Era una mañana muy calurosa, tuve que madrugar y apenas desayuné. No recordaba dónde estaba el colegio ni a mis compañeros de clase, sólo a Sara. Estaba ansiosa de poder volver a jugar con ella y con Fernando. Caminamos contra corriente, esquivando rostros disfrazados. Yo estaba contenta de enseñarles a mis compañeros mi mascarilla de Lady Bug, era muy original. Ninguna de mis amigas del parque la tenía. En la Calle Principal había poco tráfico, según mi madre, porque hay gente que trabaja en casa y otras han perdido su trabajo, como ella. A mí cuando un juguete me gusta mucho me lo llevo a todos sitios o lo guardo bien para no perderlo. Ella muchas veces se traía trabajo a casa, pero se le caería por el camino, porque lo perdió.
En el trayecto conté cuatro personas que nos pidieron dinero para comer. Mi madre ni siquiera les miró. Creo que les tiene miedo.
Llegamos al colegio, en la entrada había mucha gente. Todo el mundo hablaba y se alegraba de verse. Era como una fiesta; aunque me dijo mi madre que no se permite las reuniones de más de diez personas. No sé si creerla.
Me costó saber en qué fila ponerme. No veía a mi profe José, ni reconocía a mis compañeros por sus ojos. Sara me saludó con la mano y me coloqué detrás de ella.
En la clase Rubén seguía portándose mal como en el curso pasado.
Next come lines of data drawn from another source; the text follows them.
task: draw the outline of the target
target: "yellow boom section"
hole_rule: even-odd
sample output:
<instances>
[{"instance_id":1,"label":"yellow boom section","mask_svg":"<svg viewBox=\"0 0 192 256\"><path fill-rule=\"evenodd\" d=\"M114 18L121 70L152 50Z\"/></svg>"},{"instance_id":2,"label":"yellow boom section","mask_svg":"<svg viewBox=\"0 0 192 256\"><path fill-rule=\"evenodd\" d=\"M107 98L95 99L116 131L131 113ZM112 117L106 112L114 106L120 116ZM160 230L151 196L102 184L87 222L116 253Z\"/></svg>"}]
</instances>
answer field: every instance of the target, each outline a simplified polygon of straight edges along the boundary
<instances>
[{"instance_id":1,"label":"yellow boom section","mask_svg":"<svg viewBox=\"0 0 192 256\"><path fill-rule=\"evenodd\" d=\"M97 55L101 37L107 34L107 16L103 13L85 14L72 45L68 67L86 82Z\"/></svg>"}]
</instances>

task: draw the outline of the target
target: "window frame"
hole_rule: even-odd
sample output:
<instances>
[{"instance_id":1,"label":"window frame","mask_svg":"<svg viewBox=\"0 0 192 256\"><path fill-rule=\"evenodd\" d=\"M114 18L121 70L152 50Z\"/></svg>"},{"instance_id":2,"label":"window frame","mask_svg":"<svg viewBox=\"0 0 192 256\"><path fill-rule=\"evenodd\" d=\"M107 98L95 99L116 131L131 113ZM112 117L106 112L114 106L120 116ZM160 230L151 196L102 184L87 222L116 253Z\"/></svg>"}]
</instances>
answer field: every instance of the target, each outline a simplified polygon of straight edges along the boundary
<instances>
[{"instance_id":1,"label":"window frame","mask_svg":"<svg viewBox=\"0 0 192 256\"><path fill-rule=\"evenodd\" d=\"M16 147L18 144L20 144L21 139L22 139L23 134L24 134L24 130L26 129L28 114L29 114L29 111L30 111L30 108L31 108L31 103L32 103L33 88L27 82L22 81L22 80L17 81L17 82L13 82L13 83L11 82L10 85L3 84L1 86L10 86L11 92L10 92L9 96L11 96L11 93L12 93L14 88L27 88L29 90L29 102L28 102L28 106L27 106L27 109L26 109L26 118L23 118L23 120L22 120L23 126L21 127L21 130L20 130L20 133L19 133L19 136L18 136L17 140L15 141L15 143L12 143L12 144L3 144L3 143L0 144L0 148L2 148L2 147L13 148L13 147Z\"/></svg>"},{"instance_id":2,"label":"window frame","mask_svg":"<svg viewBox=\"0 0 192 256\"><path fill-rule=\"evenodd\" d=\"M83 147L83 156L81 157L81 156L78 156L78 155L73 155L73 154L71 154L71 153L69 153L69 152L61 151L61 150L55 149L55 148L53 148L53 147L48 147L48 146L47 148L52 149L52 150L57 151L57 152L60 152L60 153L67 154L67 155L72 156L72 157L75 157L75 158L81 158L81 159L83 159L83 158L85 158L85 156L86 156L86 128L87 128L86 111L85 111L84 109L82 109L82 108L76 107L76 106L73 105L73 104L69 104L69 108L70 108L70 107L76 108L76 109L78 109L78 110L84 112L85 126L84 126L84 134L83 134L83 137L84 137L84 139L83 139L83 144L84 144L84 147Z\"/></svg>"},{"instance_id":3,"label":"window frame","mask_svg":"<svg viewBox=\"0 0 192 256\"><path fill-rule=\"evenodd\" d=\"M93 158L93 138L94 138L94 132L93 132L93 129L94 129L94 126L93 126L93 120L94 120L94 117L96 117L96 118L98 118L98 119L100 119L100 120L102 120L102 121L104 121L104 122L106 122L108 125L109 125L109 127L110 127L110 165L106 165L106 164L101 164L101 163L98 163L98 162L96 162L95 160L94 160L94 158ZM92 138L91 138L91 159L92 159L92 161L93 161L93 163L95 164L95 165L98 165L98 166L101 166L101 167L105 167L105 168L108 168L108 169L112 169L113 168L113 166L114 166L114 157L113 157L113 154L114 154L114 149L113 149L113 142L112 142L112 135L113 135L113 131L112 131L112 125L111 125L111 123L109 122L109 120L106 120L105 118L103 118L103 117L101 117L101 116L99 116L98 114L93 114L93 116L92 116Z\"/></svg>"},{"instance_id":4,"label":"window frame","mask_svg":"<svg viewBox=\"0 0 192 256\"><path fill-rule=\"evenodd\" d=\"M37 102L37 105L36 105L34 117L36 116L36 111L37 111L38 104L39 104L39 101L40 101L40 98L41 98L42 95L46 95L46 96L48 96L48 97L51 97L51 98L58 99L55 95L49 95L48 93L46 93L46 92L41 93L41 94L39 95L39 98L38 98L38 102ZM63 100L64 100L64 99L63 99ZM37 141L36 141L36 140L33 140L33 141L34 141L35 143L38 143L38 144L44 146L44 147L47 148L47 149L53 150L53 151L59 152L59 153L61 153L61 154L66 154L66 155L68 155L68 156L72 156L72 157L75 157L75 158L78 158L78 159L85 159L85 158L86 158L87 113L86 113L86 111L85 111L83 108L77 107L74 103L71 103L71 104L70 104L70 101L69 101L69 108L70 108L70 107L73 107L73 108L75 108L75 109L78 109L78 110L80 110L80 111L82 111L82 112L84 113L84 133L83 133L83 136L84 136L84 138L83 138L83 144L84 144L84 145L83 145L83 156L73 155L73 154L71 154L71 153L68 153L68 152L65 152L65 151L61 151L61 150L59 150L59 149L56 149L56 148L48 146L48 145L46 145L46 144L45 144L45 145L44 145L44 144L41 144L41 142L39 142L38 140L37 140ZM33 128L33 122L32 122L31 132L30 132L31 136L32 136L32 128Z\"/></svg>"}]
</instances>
El profe no paraba de regañarle (cada media hora como mínimo) porque se bajaba la mascarilla.
Este año Rubén tiene más normas que romper: no nos podemos tocar; así que lo va a tener más difícil para pegarnos. Con la mascarilla no me puede escupir. No podemos sentarnos juntos, así que le resultará difícil robar nuestros lápices y gomas.
José nos dijo que tenemos que traer gel hidroalcohólico y lavarnos las manos cinco veces al día. Espero acordarme. Mi padre me dice que siempre me olvido de todo, que a ver si me hago responsable de mis cosas, que ya tengo ocho años. Yo quiero ser mayor, pero a veces pienso que era mejor seguir teniendo seis años. No me pedían tantas responsabilidades y todavía creía a mi madre.
Nos han dicho que nuestra clase es una burbuja y no podemos jugar con los niños de la otra clase en el patio. No sé qué pasa si se le hace un agujero a la burbuja, no me atrevo a romperla para poder jugar con Fernando. Ni siquiera Rubén se atreve. Fernando está en la otra clase. Nos miramos desde lejos, no podemos salir del recuadro que han dibujado en el suelo. Parece un juego, pero no lo es. Es otra norma.
Sólo podemos bajarnos la mascarilla para comer y la mía después del recreo huele a mantequilla. Me cuesta aprender las tablas de multiplicar con este olor.
Al salir del cole busco a mi madre con la mirada, difícil encontrarla, pero a mí me gusta jugar a “buscando a Wally”. Aún así no la encuentro, ella se acerca a la fila y me sonríe con sus ojos negros. Me abraza y yo la aparto. De camino a casa, regresamos por la Calle Olvidada, las preguntas de mi madre se empujan y no me da tiempo a contestarlas todas. En casa me aferro a su cuello y la abrazo con fuerza. Mi madre me mira y me hace varias veces la misma pregunta: ¿estás contenta en el cole? Yo contesto que sí. La última vez que dije que no me gustaba un regalo, se enfadó mucho. Me dijo: hay que estar siempre contenta.
Así que con mi cara triste, voy contenta al colegio desde hace tres semanas. Mis manos resecas cogen el lápiz para calcular las semanas hasta la llegada de las vacaciones.
Mi madre dice que pronto todo esto pasará. Pero no sé si creerla.